Do more of what makes you happy.

or, Do more of what makes your soul sing.

We do spend a great deal of time spinning our wheels on the non-essential things of life, including worrying about things that haven’t even happened yet. So I get the message.

But all too often when I see those phrases – and others like them – I wonder what some segments of society think about them. Scott and I discussed the different ramifications.

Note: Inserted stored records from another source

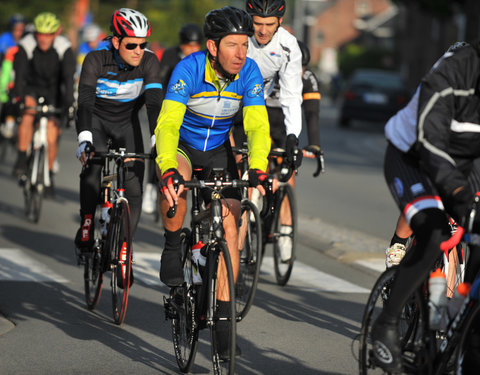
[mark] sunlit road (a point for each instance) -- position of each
(307, 327)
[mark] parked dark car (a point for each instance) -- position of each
(373, 95)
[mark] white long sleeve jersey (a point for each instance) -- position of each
(281, 61)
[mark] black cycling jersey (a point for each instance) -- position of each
(48, 74)
(169, 60)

I asked Scott, “I wonder what your dad and his buddies would say if someone told them in their thirties to ‘do more of what makes your soul sing’. I wonder what they would think about that.” We had a nice laugh at the thought. Scott’s dad labored hard in the welding industry all of Scott’s life. His dad became a manager but always worked with blue collar people. They owned a home in town and a getaway home at the lake. His dad provided a good living for their family of four as well as a comfortable retirement. But were they ‘following their passion’ in the beginning? It made me wonder if there has been a longitudinal study done of the contentment level of blue collar workers. Scott has never questioned whether or not he should get up and go to work each day. He just does it. He doesn’t spend time questioning whether or not he’s on the right path or if his soul is being fed. He just does what needs to be done. He goes to work. Brings home a paycheck. And has a blast during his off-work hours. He doesn’t question his existence or whether or not he’s living up to his potential.

He just does what needs to be done.

For those of us that live in our heads a little too much, we can tend to forget the ramifications of telling a working parent with kids at home and a mortgage that perhaps he or she should re-examine their career. Maybe take a personality test to see if they are in the right vocation.

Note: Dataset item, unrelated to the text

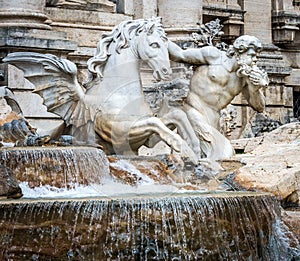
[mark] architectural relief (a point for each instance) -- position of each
(113, 106)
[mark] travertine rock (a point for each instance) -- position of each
(274, 165)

“I’m just trying to put food on the table and a roof over my family’s head!”, I can hear the retort.

It made me wonder if the just-go-to-work variety employee is a more content human than the one always on the quest to better know oneself. In a world of self-discovery, we might be missing the all-important strength of simply doing what needs to be done. Rotely and without question. Working two or three jobs. Or putting up with an angry boss that enjoys micro-managing much more than doling out atta-boys. These are things that many people simply accept as part of the process. There is an admirable quality to working hard so you can play hard on your time off. To be content with where you are and blessed to have the employment you have without questioning its validity to your core personality.

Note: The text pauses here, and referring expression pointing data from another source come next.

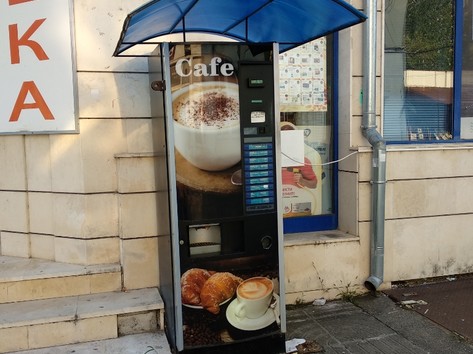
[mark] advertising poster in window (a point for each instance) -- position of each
(301, 174)
(303, 90)
(303, 78)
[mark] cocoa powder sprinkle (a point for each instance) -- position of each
(213, 109)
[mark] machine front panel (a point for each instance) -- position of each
(223, 126)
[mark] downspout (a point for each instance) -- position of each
(378, 175)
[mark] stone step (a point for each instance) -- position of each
(25, 279)
(151, 343)
(46, 323)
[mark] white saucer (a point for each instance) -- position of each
(250, 324)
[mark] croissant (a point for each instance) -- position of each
(218, 288)
(192, 282)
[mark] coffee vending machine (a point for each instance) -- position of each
(221, 268)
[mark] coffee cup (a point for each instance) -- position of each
(207, 124)
(253, 297)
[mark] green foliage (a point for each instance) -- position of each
(429, 35)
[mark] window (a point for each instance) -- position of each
(466, 110)
(419, 70)
(307, 123)
(428, 71)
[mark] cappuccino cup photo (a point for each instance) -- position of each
(254, 297)
(207, 124)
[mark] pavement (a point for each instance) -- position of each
(372, 323)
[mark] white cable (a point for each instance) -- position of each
(321, 164)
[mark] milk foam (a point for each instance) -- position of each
(254, 289)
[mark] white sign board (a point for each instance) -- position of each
(37, 71)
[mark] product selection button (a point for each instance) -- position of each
(257, 153)
(259, 160)
(261, 146)
(260, 194)
(258, 174)
(255, 201)
(264, 180)
(258, 187)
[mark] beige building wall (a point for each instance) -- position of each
(90, 198)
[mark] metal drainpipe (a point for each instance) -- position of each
(378, 179)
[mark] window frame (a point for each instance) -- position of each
(455, 117)
(326, 221)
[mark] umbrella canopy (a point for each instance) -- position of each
(287, 22)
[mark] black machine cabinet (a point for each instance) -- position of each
(225, 218)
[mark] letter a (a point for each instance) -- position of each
(39, 102)
(25, 40)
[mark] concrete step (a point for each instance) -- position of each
(151, 343)
(25, 279)
(46, 323)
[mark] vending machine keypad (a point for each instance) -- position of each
(259, 176)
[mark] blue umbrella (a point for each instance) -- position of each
(287, 22)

Self-discovery allows us to grow and improve upon our lives as we better get to know what motivates and energizes us. But it is no more important than stepping up and doing whatever it is that needs to be done in order to love and support yourself and your dependents. I tend to get too carried away by self-improvement and need to remember the importance of Doing More of What Makes You…Survive.

Hug a hard-working loved one today. You might find you’ve been taking advantage of the fact that they are stable and steadfast because they never speak about it other than with a casual shrug of the shoulders: “Hey. It’s what needs to be done.” (But I bet they wouldn’t mind a sincere, ‘thank you’, from time to time.)

———-

I LOVE a traveling adventure. I am a wanderer by nature. I am always ready to experience the next thing that’s out there on the horizon. But boy oh boy do I love coming home too. I spent the first day home, fluffing and poufing and watering plants. Unpacking all the things and settling back into routine. {I love adventure.} {I love routine.} I’m just weird that way. I am always so grateful for the opportunity to travel with Scott. It’s a nice break in the day-to-day-ness of life.

I hope your week was a good one as well. And if it was mundane and routine and nothing out of the ordinary, then thank you. Thank you for being a constant. A reliable source. A foundational figure. You are greatly appreciated.